Well, with this sentence it's easy to understand the true meaning : 

"everyone has his own standards" ==> "Tout homme a sa manière de voir"

which means that even if basically we can match "by the standards" with "normes","valeurs","critères"... (which don't have any sense in certain sentences ) the better is to understand "by the standards " by "according to sth/so" : look 

"By my standards he isn't ..." ==> "Selon moi il n'est pas..."

and now we can simplify the comparrison in the 2 former sentences : 

By the standards of NY, this is a small race 
==> (Vue) depuis NY, cette course parait modeste

By the standards of SH, the Bentleys were..
==> A SH, les Bentley étaient vus comme un couple heureux, mais leur mariage connaissait des hauts et des bas (avec la forme active cela donnait SH voyait les Bentley.... d'où l'utilisation de la forme passive pour donner un sens)
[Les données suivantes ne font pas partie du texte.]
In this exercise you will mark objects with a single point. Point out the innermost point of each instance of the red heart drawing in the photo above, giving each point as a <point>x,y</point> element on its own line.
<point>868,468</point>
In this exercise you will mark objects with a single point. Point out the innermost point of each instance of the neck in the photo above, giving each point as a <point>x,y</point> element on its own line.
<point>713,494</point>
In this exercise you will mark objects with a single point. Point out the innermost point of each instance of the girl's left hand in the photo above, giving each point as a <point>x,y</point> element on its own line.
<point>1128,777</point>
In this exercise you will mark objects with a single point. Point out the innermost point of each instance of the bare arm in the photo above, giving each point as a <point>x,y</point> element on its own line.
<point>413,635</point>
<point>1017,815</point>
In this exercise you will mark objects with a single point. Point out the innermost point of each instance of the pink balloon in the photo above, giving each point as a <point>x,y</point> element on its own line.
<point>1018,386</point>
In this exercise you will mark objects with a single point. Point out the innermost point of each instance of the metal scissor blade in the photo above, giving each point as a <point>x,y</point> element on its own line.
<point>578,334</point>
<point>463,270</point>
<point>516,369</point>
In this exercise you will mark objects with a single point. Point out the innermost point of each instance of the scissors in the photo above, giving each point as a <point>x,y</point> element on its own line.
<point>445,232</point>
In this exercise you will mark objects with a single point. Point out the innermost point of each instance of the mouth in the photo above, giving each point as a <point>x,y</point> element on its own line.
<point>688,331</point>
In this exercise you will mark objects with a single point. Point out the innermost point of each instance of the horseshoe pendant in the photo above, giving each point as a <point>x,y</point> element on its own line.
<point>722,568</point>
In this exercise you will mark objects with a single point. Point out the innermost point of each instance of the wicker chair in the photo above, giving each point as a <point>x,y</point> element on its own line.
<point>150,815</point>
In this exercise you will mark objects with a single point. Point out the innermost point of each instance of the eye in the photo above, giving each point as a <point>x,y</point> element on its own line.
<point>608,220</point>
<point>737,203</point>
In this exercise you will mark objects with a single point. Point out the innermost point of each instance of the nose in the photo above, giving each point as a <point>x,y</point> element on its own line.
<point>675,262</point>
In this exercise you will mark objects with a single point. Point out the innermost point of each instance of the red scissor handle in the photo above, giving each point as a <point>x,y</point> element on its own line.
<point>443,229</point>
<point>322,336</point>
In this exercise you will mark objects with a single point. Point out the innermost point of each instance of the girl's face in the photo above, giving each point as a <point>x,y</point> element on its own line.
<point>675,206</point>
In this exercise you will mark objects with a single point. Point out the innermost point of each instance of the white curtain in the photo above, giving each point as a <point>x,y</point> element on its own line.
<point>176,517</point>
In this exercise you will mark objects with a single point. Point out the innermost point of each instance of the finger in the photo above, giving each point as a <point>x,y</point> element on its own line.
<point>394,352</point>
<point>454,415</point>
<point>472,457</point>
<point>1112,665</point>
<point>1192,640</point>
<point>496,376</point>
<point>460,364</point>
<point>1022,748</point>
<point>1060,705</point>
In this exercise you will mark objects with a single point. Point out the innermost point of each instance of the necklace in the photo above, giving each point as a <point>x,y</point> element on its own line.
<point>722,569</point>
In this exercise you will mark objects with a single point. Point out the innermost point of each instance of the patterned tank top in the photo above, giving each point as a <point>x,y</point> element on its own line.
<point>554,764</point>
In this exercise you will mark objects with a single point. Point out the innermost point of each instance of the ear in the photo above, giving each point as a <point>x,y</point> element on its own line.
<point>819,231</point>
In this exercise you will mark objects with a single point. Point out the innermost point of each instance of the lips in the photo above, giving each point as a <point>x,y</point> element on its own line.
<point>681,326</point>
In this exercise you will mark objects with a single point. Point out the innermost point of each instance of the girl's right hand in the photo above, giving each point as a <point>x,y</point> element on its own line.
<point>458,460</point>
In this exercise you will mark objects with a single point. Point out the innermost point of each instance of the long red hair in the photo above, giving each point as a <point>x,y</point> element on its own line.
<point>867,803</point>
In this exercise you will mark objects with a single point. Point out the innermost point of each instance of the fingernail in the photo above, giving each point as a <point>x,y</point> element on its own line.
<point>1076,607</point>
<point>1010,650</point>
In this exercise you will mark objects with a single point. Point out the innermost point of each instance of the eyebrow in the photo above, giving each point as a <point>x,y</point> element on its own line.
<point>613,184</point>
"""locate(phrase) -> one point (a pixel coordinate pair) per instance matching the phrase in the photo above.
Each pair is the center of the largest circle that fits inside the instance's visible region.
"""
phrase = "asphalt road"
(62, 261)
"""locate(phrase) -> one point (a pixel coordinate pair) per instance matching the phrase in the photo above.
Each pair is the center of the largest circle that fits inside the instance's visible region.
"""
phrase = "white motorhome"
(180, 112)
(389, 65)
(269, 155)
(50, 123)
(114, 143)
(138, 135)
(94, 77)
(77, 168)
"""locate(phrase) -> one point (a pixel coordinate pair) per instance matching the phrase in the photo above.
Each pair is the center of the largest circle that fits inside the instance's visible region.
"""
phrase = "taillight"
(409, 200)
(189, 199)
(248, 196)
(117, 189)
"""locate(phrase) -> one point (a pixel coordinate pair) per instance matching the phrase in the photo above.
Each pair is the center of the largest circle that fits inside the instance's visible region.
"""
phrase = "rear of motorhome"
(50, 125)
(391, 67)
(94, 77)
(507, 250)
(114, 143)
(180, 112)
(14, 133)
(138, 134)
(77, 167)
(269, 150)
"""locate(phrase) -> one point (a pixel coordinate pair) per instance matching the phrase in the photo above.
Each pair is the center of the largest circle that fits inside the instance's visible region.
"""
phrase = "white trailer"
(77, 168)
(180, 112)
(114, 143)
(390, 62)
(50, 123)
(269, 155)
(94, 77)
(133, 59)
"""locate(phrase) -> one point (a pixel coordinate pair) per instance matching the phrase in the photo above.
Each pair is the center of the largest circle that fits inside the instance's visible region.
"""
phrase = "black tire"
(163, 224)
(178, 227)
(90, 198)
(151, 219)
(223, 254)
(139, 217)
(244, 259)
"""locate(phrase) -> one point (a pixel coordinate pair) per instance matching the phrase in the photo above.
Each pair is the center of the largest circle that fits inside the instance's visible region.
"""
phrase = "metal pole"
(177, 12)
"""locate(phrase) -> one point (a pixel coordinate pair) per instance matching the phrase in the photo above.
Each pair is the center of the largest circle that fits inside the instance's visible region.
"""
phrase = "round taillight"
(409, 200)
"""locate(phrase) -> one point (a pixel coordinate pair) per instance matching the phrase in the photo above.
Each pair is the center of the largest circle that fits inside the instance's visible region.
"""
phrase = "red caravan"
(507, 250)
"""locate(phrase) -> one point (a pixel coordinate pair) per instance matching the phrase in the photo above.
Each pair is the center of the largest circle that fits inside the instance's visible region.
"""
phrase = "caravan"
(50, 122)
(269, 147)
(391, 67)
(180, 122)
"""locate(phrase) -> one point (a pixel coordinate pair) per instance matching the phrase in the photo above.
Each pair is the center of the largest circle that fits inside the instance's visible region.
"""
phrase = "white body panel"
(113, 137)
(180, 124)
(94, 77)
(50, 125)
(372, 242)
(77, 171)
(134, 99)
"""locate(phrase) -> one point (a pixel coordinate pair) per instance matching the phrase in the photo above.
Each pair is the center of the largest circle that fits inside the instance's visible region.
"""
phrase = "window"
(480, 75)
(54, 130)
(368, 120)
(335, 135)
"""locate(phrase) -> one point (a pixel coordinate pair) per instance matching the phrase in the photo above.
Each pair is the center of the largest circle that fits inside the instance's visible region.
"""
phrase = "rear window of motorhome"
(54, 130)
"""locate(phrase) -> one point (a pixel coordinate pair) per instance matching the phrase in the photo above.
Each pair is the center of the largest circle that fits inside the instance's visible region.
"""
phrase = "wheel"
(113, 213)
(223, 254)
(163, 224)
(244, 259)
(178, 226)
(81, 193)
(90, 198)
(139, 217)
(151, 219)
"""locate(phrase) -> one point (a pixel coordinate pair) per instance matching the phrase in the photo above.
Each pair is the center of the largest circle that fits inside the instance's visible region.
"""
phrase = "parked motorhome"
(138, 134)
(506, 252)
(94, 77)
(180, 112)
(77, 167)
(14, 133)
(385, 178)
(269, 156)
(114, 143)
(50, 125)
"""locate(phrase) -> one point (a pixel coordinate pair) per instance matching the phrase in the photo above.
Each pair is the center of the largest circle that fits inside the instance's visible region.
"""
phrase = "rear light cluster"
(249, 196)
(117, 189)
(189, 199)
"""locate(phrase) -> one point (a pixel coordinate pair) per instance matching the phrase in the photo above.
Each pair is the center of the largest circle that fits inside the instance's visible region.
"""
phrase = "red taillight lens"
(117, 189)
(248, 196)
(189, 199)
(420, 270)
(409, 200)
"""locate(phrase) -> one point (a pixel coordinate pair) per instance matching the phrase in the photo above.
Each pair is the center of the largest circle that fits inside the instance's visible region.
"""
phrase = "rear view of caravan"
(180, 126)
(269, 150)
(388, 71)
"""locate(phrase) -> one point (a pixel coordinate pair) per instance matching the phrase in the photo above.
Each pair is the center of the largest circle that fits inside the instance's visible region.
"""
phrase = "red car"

Voilà J'espere que vous aurez tous compris mais personnellement j'aime pas rester sur un sens bancal quant à la signification des mots.


----------



## carolineR

Je trouve excellente ta traduction, mais puisque tu es perfectionniste, voici l'orthographe à retenir :
By the standards of NY, this is a small race 
==> Vue depuis NY, cette course parait modeste
By the standards of SH, the Bentleys were..
A SH, les Bentley étaient vus comme un couple heureux


----------



## Floydvinz

Awww merci ^^

Mais quelle fautes (je viens d'editer ) ?? Bien vu ^^

enfin j'ai quand meme la polio car en editant la 1ère fois je m'etais encore trompé lol


----------



## KaRiNe_Fr

> By the standards of SH, the Bentleys were..
> A SH, les Bentley étaient vus comme un couple heureux


 Oui ! Tout ceci sonne beaucoup mieux à mon avis ! Ca vallait le coup d'attendre l'épisode II. 
(quelqu'un avait dit aussi "considérés comme", dans la même veine)


----------



## Floydvinz

Je remercie mon harrap's 1989 et tous les gens ici de m'avoir aidé ^^

normalement il ne devrait pas y avoir d'episode 3 

en tout cas j'aurais eu ma dose de Shady Hill et de Bentley


----------



## TheAlien

Bonjour,
Je rebondis sur ce vieux "thread" pour une vérification similaire, si possible avec un Anglophone.
Dans cette phrase, 
"We need to give away our freedoms to protect our freedoms – an extraordinary piece of _doublethink_ *even by his standards*", que je traduis ainsi : "Il nous faut renoncer à nos libertés pour protéger nos libertés – un joli morceau d’anthologie de_ Doublepensée_, selon ses normes mêmes", avec l'allusion au _novlangue_ orwellien de la _Doublepensée_. Mais "even", dans la phrase, peut-il être postposé en anglais (by his standards even) pour aboutir au rendu français ? Sinon, "même selon ses normes" ne me semble pas très compréhensible en français. 
Merci pour vos retours.


----------